Advertisement

Flemming Thyge

Flemming Thyge

Diving with people with disabilities has become his life passion.

Flemming Thyge (right) with disabled diver Anders

"To see the nervousness and uncertainty change to pure joy and euphoric smiles, when a person with a disability have conducted the first successful dive,... can move the most experienced diving instructor to tears”.

That´s how Flemming Thyge describes the emotion that has led him to dedicate much of his life to develop diving with disabilities worldwide.

Along with Fraser Bathgate, he founded the organization Disabled Divers International (DDI) and travels the world to educate instructors in diving with disabilities. Furthermore, Flemming Thyge takes people with both physical and mental disabilities diving.

The Fascination

It was not diving with disabilities that was on Flemming Thyge's mind when he had his first test dive in the turquoise waters of the Cypriot sea during a holiday in 1993.

The feeling of weightlessness and the silence underwater, in which all concerns left his mind at the same pace as the multi-colored fishes passed by, fascinated him. And the fascination lasted, the next year Flemming Thyge took a basic course in diving.

"I made a wish for my 30th birthday,” he smiles.

The basic course was the beginning on a long career in scuba diving. Alongside his studies in electronics engineering at the university, he first became a PADI Instructor and later a PADI Course Director.

He realized the dream of his own dive center in 1997. “That same year, I was introduced to diving with disabilities. I had signed up for a course primarily to broaden my horizon on teaching and to get a different approach to my dive students,” Flemming Thyge says.

From Portugal to Bali

That course becomes much more than new angles on teaching. Flemming Thyge gets so consumed with diving with disabilities that it continuously has been the red thread of his destiny.

He has traveled Scandinavia and Europe to teach diving with disabilities as well as putting it on the map in Dubai, Indonesia and the U.S. In 2009, he was the first to introduce diving with disabilities in Russia.

The Defining Features

Along the way, a defining feature has been when Flemming Thyge retrieves Fraser Bathgate—the world's first dive instructor who sits in a wheelchair—to teach on a dive course.
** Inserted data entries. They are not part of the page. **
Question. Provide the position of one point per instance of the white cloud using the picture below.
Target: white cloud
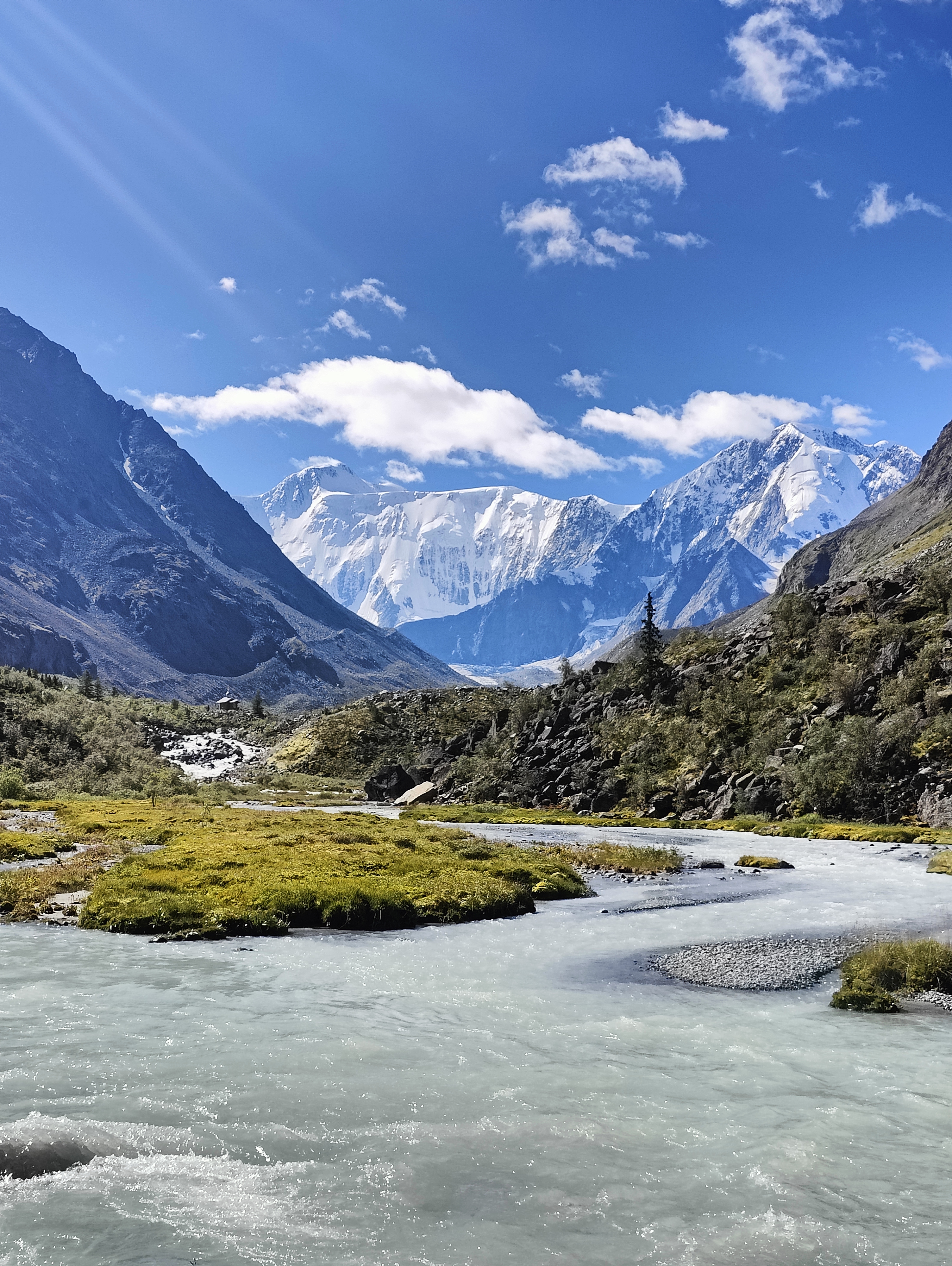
(618, 160)
(679, 126)
(583, 384)
(404, 474)
(370, 293)
(550, 234)
(922, 353)
(765, 354)
(707, 417)
(783, 63)
(342, 321)
(648, 465)
(850, 420)
(878, 208)
(818, 8)
(620, 242)
(403, 407)
(682, 241)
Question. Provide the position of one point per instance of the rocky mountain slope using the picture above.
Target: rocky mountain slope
(832, 701)
(122, 556)
(398, 558)
(499, 578)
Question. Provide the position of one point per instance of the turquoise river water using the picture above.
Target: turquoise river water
(522, 1092)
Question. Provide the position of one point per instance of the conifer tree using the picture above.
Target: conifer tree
(655, 673)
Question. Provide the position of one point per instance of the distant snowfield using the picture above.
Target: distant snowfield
(502, 583)
(397, 558)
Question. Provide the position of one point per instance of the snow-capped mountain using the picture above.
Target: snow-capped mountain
(398, 558)
(707, 544)
(498, 577)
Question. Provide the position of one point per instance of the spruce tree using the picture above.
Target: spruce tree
(654, 672)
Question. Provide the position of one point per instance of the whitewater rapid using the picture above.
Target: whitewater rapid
(523, 1091)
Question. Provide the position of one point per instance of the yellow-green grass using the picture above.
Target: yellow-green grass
(251, 872)
(25, 892)
(875, 975)
(26, 846)
(811, 827)
(474, 813)
(763, 863)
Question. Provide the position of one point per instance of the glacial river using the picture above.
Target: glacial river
(516, 1092)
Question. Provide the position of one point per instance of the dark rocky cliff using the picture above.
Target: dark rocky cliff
(121, 554)
(886, 534)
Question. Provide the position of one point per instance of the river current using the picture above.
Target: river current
(525, 1091)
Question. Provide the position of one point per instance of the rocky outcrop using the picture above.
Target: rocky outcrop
(884, 534)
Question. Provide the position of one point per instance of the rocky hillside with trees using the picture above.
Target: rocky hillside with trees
(830, 698)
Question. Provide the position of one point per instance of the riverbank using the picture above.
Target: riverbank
(515, 1088)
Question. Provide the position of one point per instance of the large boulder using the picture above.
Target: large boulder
(935, 806)
(389, 783)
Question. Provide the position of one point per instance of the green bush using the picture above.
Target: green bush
(12, 787)
(901, 967)
(864, 1000)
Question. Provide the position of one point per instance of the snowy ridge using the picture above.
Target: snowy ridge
(396, 556)
(499, 578)
(711, 542)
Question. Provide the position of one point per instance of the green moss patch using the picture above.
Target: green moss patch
(249, 872)
(873, 977)
(26, 846)
(865, 1000)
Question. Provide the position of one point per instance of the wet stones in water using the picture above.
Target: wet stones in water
(763, 964)
(28, 1160)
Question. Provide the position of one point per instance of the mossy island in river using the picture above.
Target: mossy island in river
(193, 870)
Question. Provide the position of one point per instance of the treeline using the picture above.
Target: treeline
(837, 702)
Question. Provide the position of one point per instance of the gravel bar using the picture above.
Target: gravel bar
(767, 963)
(936, 997)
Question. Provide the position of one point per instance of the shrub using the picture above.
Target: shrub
(764, 863)
(12, 784)
(864, 1000)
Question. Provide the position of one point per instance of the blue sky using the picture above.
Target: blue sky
(469, 221)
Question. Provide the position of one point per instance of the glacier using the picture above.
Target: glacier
(498, 579)
(397, 556)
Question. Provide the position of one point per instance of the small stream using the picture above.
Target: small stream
(526, 1091)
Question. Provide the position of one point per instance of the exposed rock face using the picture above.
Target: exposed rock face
(122, 554)
(887, 534)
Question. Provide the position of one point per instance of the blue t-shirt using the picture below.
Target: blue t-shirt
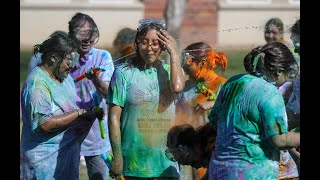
(94, 144)
(50, 155)
(247, 112)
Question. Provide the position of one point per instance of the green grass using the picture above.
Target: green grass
(235, 66)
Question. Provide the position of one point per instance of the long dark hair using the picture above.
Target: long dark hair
(78, 20)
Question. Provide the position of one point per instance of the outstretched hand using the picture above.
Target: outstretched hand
(168, 41)
(97, 112)
(204, 105)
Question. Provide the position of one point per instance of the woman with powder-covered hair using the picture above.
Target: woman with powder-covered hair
(250, 117)
(53, 124)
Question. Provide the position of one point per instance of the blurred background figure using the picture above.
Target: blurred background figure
(124, 45)
(274, 31)
(250, 118)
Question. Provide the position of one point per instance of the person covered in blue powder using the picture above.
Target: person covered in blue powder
(293, 105)
(141, 100)
(36, 58)
(287, 167)
(53, 124)
(250, 117)
(84, 31)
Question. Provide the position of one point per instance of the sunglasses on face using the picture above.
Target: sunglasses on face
(144, 23)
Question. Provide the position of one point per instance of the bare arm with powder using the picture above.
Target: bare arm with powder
(58, 121)
(115, 140)
(176, 74)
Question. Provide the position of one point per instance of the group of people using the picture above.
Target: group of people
(157, 116)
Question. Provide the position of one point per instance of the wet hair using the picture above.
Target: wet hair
(124, 41)
(295, 29)
(78, 20)
(277, 22)
(202, 52)
(57, 45)
(59, 32)
(277, 58)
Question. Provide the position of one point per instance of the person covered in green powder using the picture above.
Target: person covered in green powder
(250, 117)
(141, 106)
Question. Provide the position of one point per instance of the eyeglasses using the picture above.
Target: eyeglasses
(84, 34)
(154, 46)
(144, 23)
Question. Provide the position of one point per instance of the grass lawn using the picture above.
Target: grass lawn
(235, 65)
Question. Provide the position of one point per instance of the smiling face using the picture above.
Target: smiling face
(86, 37)
(63, 67)
(149, 46)
(296, 42)
(191, 67)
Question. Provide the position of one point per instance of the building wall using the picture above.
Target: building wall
(242, 25)
(228, 23)
(38, 19)
(199, 22)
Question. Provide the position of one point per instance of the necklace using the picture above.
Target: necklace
(50, 75)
It was the beginning on a long collaboration on diving with disabilities.

A collaboration culminating in March 2010, where they established DDI. Disabled Divers International is a non-profit organization, working with all of the international diving associations.

DDI offers diving instructors and managers a superstructure which enables them to work with people with disabilities.

"We established DDI because we felt there was a need for an independent organization, which can cooperate with all diving organizations across national borders,” Flemming Thyge states.

Diving as rehabilitation

Flemming Thyge stresses that he and Fraser Bathgate have high ambitions with DDI. "Our ambition is to educate as many as possible whilst spreading awareness of scuba diving with disabilities.

For instance, we have experienced that diving has a great effect in rehabilitation in general and also in rehabilitating war veterans. So far, we lack concrete evidence for the impact, but we are busy collecting...“ he says and continues: "Many countries have acknowledged horseback riding as being good for people with disabilities. We would like diving approved as a disability aid,” he states.

Brain Damaged in motion

One of the many people with disabilities Flemming Thyge has worked with is a young man he met in one of the rehabilitation centers he visited.

"I had the opportunity to take a young man, Sune, for several try dives. Sune suffers from Contusi Cerebri, which means that he has suffered a traumatic brain injury from an external source. We made diving a part of Sune's ability to move."

"Taking Sune diving has opened up a new world to him and has added to his joy of life," Flemming says and continues: "Now Sune is able to go diving when he goes on holidays abroad and so he did in 2004 to Cyprus, where he completed a try dive in open water for the very first time."

To see the joy when people with disabilities experiences the world of weightlessness and silence for the first time and to see them relieved of daily concerns might still bring a lump to Flemming Thyge's throat.

Today, it touches him just as deeply to see diving used in rehabilitation and by all means giving people with disabilities a physical boost. "It is totally indescribable,” he stresses.

Fact file

Flemming Thyge

  • 46 years of age. Born and raised in Denmark
  • Educated PADI dive manager and instructor
  • Educated diving with disabilities scuba instructor for 14 years
  • Has the highest education in diving currently available
  • Founded his own dive center in 1997
  • Since 2003, he traveled around the world to educate instructors in diving with disabilities
  • Was the first to teach diving with disabilities in Russia in 2009
  • Founded Divers Disabled International with Fraser Bathgate in March 2010

Disabled Divers International

Abbreviated DDI.
The organization was founded in 2010 by Fraser Bathgate and Flemming Thyge.
DDI specializes in scuba diving for people with physical or mental disabilities, both in the pools and in open water.
DDI is also specializes in training instructors for divers with disabilities.